A path function is defined as a quantity whose value depends on the transition of a system from an initial state to a final state. In other words, path functions take into account the path that is taken to get from point A to point B. The two most common path functions are heat and work.
What is Work?
Work is a path function because it quantifies the amount of energy that is required to move an object from one place to another. The SI unit for work is the joule (J). One joule of work is done when an object is moved one meter while experiencing a force of one newton.
What is Heat?
Heat is also a path function. Heat quantifies the amount of thermal energy that is required to raise the temperature of an object by one degree Celsius. The SI unit for heat is also the joule (J).
How Do Path Functions Differ from State Functions?
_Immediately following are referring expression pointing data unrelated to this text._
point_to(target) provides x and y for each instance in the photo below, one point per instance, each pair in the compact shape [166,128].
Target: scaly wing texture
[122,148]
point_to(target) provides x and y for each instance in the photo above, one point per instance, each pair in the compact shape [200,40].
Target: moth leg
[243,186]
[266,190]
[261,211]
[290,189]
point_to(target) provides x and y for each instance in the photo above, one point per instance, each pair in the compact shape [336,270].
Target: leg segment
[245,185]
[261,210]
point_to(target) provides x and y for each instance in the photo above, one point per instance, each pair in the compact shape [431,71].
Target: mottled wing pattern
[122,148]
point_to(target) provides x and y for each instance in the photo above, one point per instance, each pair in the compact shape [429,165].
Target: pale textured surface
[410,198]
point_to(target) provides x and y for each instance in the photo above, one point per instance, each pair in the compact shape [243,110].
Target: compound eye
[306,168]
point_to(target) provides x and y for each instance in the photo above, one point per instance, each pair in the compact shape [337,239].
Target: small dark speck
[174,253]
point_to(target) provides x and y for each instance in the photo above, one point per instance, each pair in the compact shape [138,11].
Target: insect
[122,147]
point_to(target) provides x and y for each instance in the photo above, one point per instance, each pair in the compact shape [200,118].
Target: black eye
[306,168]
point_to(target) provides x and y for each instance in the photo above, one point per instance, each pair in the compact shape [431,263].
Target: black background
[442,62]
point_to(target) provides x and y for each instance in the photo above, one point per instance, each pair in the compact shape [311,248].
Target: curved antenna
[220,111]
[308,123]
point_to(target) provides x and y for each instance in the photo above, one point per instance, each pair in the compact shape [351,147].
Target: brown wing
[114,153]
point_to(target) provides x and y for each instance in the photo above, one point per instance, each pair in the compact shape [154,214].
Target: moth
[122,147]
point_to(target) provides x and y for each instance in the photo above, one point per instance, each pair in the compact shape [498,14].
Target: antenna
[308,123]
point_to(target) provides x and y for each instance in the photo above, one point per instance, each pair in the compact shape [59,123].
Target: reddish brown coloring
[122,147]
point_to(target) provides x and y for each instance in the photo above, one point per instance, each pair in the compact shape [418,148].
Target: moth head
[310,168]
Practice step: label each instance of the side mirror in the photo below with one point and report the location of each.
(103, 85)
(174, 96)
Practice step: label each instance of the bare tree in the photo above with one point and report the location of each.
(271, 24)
It’s important not to confuse path functions with state functions. State functions are properties or quantities that do not depend on the transition of a system from the initial state to the final state. An example of a state function is temperature. The temperature of an object does not depend on how that object was heated or cooled, but only on its current state. Another example of a state function is pressure. The pressure of a gas does not depend on how that gas was compressed or rarefied, but only on its current state.
Path Functions: Conclusion
Path functions are important because they quantify how much energy is required to move an object from one place to another or how much thermal energy is required to raise the temperature of an object by one degree Celsius. Work and heat are two examples of path functions. It’s important not to confuse path functions with state functions, which are properties or quantities that do not depend on the transition of a system from the initial state to the final state. An example of a state function would be temperature or pressure.